Different interaction modes of two cytochrome-c oxidase soluble CuA fragments with their substrates
(2003)
Cytochrome-c oxidase is the terminal enzyme in the respiratory chains of mitochondria and many bacteria and catalyzes the formation of water by reduction of dioxygen. The first step in the cytochrome oxidase reaction is the bimolecular electron transfer from cytochrome c to the homobinuclear mixed-valence CuA center of subunit II. In Thermus thermophilus a soluble cytochrome c552 acts as the electron donor to ba3 cytochrome-c oxidase, an interaction believed to be mainly hydrophobic.

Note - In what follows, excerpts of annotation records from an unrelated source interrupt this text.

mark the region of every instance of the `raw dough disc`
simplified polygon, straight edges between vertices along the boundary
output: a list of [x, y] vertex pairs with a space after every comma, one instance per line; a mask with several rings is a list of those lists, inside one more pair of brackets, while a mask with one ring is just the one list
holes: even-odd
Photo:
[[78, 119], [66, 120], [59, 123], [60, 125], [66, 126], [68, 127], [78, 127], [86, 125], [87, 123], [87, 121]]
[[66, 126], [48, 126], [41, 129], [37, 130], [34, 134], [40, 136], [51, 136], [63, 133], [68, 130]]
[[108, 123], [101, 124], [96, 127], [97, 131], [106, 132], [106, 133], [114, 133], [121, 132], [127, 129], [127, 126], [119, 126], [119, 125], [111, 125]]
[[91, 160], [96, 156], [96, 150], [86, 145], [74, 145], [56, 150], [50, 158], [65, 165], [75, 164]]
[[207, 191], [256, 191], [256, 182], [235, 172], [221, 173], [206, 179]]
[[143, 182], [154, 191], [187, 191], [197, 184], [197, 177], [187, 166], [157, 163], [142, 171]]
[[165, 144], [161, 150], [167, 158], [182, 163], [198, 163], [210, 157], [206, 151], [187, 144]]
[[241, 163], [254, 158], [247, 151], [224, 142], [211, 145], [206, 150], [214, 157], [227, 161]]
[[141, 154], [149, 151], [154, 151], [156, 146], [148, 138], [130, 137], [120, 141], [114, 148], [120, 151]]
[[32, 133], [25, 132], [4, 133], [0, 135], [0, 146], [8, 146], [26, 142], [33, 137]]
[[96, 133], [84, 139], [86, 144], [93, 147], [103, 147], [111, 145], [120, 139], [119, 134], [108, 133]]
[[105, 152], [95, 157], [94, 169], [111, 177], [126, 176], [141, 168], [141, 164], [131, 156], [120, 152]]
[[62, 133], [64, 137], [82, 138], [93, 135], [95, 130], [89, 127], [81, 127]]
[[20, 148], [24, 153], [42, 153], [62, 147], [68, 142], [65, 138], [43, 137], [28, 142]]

In Paracoccus denitrificans, electrostatic interactions appear to play a major role in the electron transfer process from the membrane-spanning cytochrome c552. In the present study, soluble fragments of the CuA domains and their respective cytochrome c electron donors were analyzed by stopped-flow spectroscopy to further characterize the interaction modes. The forward and the reverse electron transfer reactions were studied as a function of ionic strength and temperature, in all cases yielding monoexponential time-dependent reaction profiles in either direction. From the apparent second-order rate constants, equilibrium constants were calculated, with values of 4.8 and of 0.19, for the T. thermophilus and P. denitrificans c552 and CuA couples, respectively. Ionic strength strongly affects the electron transfer reaction in P. denitrificans indicating that about five charges on the protein interfaces control the interaction, when analyzed according to the Brønsted equation, whereas in the T. thermophilus only 0.5 charges are involved. Overall the results indicate that the soluble CuA domains are excellent models for the initial electron transfer processes in cytochrome-c oxidases.